THE D.C. SCHOOL BOARD is busily searching for a new superintendent. It plans to name one by July 1. But this school board should not be trusted to search for anything but trouble. The selection of the next superintendent of schools will largely define what city schools are to be like in the next few years. To give that responsibility to the current board is to go against good sense and all the experience of the last decade.
In November, parents will have a chance to say who should be on the school board, and that board should pick the next superintendent. If the current board picks a new superintendent and gives him the usual three-year contract, the incoming board will be in a bind. Either it will have to pay off the new superintendent or it will be forced to live with another board's choice. The key to improving the public schools is improving the school board, but improving the board will have little effect if the new board cannot have its own superintendent, who, in turn, chooses his own staff and makes his own plan for changing the schools.

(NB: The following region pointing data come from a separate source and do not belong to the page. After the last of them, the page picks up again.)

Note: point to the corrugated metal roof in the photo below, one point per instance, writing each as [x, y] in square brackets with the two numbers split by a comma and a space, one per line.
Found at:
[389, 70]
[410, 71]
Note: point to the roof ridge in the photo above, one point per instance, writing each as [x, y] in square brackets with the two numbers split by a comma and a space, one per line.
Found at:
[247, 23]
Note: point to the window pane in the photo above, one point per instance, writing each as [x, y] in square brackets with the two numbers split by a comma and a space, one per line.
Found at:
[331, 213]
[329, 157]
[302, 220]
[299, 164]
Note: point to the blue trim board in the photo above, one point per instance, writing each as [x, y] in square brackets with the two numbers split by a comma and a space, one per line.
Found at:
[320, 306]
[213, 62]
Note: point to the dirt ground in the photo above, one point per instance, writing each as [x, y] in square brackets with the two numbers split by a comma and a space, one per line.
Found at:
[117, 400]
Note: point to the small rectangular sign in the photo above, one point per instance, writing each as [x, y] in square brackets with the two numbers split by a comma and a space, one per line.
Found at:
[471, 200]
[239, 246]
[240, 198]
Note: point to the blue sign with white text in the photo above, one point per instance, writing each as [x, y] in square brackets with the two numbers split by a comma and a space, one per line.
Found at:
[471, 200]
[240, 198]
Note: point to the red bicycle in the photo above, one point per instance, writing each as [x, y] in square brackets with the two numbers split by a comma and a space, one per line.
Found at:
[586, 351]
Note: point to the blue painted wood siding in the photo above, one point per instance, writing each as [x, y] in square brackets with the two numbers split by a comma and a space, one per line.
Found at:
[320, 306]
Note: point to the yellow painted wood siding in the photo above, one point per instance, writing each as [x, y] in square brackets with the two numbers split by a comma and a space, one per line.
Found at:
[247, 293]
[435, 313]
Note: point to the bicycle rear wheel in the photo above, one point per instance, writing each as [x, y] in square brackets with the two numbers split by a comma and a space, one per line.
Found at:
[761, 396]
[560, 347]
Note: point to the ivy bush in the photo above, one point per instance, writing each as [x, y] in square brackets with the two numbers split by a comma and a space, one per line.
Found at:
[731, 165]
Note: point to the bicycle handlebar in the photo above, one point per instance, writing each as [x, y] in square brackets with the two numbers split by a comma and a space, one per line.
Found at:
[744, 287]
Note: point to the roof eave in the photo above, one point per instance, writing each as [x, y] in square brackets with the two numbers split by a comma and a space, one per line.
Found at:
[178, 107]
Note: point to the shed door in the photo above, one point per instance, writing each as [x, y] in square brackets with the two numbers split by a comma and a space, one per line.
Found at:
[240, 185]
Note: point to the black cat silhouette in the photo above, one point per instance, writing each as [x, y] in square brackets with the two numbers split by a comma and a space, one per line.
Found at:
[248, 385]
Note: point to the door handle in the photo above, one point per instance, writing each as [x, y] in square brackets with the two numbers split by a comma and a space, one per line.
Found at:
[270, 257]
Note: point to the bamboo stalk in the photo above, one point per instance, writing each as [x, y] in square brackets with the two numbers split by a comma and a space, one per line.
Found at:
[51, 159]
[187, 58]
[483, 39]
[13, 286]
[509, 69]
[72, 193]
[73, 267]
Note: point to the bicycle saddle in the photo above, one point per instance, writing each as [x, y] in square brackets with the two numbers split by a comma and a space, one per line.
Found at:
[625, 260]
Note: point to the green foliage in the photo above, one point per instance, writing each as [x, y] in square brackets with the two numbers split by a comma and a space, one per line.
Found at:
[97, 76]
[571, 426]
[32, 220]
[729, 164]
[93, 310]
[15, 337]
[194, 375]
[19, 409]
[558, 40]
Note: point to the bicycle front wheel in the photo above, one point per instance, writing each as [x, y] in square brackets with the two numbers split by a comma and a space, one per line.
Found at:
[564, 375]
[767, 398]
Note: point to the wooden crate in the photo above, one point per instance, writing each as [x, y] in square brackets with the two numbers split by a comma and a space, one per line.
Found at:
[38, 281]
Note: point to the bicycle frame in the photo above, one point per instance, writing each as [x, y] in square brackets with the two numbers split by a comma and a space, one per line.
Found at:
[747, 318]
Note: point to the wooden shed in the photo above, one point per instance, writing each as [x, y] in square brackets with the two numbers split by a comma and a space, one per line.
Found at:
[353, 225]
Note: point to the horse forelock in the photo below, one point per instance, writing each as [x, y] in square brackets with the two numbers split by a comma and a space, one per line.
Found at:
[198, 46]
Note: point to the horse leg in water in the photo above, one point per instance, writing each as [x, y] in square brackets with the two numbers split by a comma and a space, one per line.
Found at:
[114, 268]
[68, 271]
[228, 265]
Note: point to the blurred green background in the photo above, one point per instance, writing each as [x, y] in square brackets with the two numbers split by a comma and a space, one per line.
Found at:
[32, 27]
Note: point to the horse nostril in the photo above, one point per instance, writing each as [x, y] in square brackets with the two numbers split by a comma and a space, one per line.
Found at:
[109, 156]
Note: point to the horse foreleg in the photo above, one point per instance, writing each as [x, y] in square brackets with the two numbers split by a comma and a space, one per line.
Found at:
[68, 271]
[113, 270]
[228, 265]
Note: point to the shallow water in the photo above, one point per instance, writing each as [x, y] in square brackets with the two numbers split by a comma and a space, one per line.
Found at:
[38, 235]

To begin that chain of events, good candidates must forms slates to give voters some handle on the great number of unknown people who are likely to run in the election. A total overhaul of the board is needed. In the past, when some members of the school board were changed, the new members were drawn into old fights and old unproductive habits by the old members and thus were rendered ineffective. Five school board members will be running for reelection this year and every one of them should be ousted: R. Calvin Lockridge; Alaire B. Rieffel; Carol L. Schwartz; Frank Shaffer-Corona and Barbara Lett Simmons. Until the public makes that change, acting superintendent James Guines should be allowed to stay on.